Salah satu topik yang turut dibahas dalam pelatihan ini adalah penggunaan kecerdasan buatan (AI) dalam menulis. Maspril berbagi pengalaman menerbitkan karya yang dikembangkan AI berjudul “Obituari yang Tak Pernah Ditulis”. Ia menekankan pentingnya transparansi dalam menyebutkan peran AI.
“Saya beri disclaimer bahwa tulisan itu dikembangkan oleh AI. Itu bagian dari etika,” katanya.
Menanggapi pertanyaan anggota UKPM Teknokra, Alfian Wardana, tentang konten AI tanpa sumber di media sosial, Maspril menilai hal tersebut dapat menyesatkan publik.
“Kalau ngambil dari AI, ya sebut. Ngutip jurnal, ya tulis juga. Jangan seolah-olah semua dari kepala kita,” tegasnya.
Ia juga menjelaskan standar minimal penulisan opini untuk media massa. Untuk media lokal seperti Lampung Post, panjang tulisan idealnya sekitar 1.000 kata atau empat halaman ketikan agar opini utuh dan berbasis data.
“Kalau bilang RTH berkurang, buktikan. Ambil data 2010 bandingkan dengan 2025. Itulah tugas penulis opini—menyajikan fakta dan solusi,” katanya.
Ia pun berpesan agar peserta menanamkan prinsip keberanian untuk terus menulis. Maspril menyebut bahwa semua penulis pasti pernah mengalami penolakan, namun hal tersebut tidak boleh menjadi hambatan.
“Saya juga pernah ngirim tulisan dan tidak dimuat. Ya kirim lagi. Coba media lain. Bukan kita yang menentukan tulisan kita layak dimuat, biarkan redaktur yang menilai,” ungkapnya.

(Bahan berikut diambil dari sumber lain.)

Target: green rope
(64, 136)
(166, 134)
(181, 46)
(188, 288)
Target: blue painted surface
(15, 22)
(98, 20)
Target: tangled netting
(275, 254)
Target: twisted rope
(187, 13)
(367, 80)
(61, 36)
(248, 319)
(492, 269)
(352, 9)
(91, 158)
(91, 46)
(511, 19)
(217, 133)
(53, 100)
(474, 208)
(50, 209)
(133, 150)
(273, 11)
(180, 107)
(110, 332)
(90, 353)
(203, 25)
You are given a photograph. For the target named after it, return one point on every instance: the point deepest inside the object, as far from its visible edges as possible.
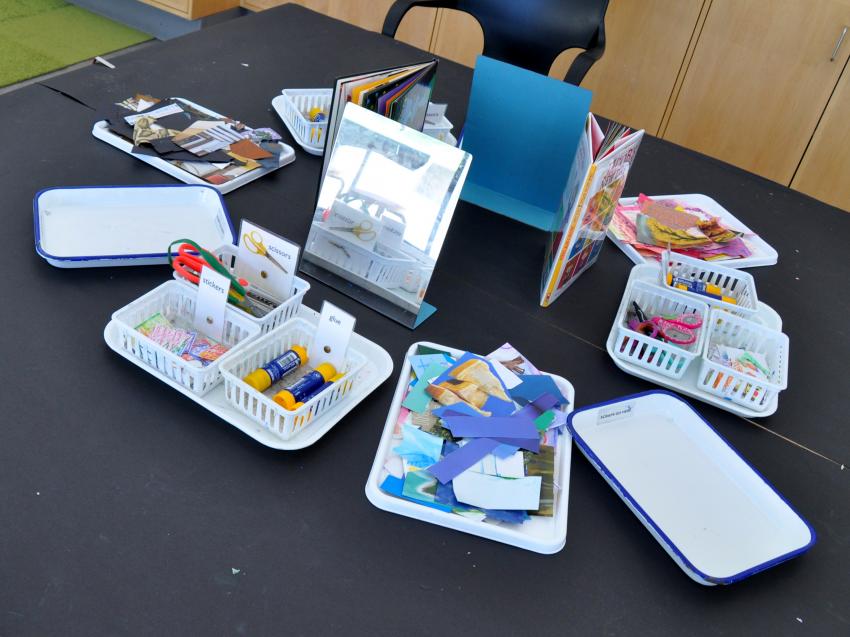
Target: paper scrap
(493, 427)
(461, 459)
(491, 492)
(418, 447)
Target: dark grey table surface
(126, 506)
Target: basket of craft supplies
(305, 113)
(157, 328)
(646, 350)
(259, 382)
(283, 310)
(743, 361)
(716, 285)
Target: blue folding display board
(522, 129)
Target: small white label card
(211, 303)
(266, 260)
(333, 334)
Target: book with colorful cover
(401, 94)
(597, 177)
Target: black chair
(527, 33)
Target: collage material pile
(478, 436)
(215, 148)
(652, 225)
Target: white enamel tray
(102, 132)
(715, 515)
(86, 227)
(687, 385)
(763, 252)
(378, 368)
(539, 534)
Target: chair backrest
(526, 33)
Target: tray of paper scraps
(376, 369)
(693, 225)
(477, 444)
(192, 143)
(689, 369)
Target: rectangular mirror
(385, 205)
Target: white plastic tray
(102, 132)
(540, 534)
(98, 226)
(762, 252)
(766, 315)
(716, 516)
(287, 107)
(378, 368)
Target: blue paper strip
(460, 460)
(478, 427)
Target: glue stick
(264, 377)
(290, 397)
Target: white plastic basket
(227, 254)
(388, 271)
(734, 331)
(658, 356)
(176, 301)
(735, 284)
(297, 103)
(261, 408)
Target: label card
(266, 260)
(332, 337)
(211, 303)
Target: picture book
(401, 94)
(597, 177)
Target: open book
(601, 165)
(401, 94)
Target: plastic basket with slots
(283, 312)
(653, 354)
(294, 105)
(176, 301)
(734, 331)
(262, 408)
(732, 283)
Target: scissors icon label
(254, 242)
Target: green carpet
(39, 36)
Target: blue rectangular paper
(533, 387)
(461, 459)
(495, 427)
(522, 129)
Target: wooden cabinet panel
(416, 29)
(759, 80)
(193, 9)
(632, 83)
(825, 170)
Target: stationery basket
(176, 301)
(388, 271)
(297, 103)
(227, 254)
(658, 356)
(260, 407)
(734, 284)
(725, 382)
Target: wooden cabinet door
(416, 28)
(759, 80)
(825, 170)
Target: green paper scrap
(544, 420)
(417, 400)
(543, 464)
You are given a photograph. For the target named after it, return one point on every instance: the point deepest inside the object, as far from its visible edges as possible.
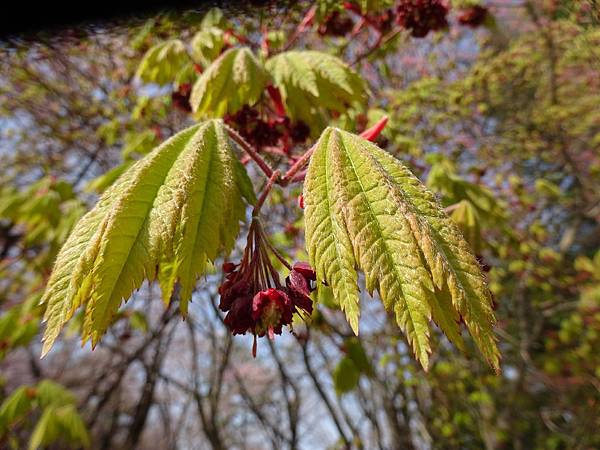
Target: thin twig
(251, 151)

Maspril juga mendorong peserta untuk kembali mengaktifkan blog pribadi sebagai wadah ekspresi sekaligus latihan menulis sebelum berani mengirim ke media nasional maupun lokal.
“Penting untuk membangun portofolio. Blog itu seperti galeri tulisan kita. Jangan nunggu tulisan sempurna dulu baru berani tampil,” pungkasnya.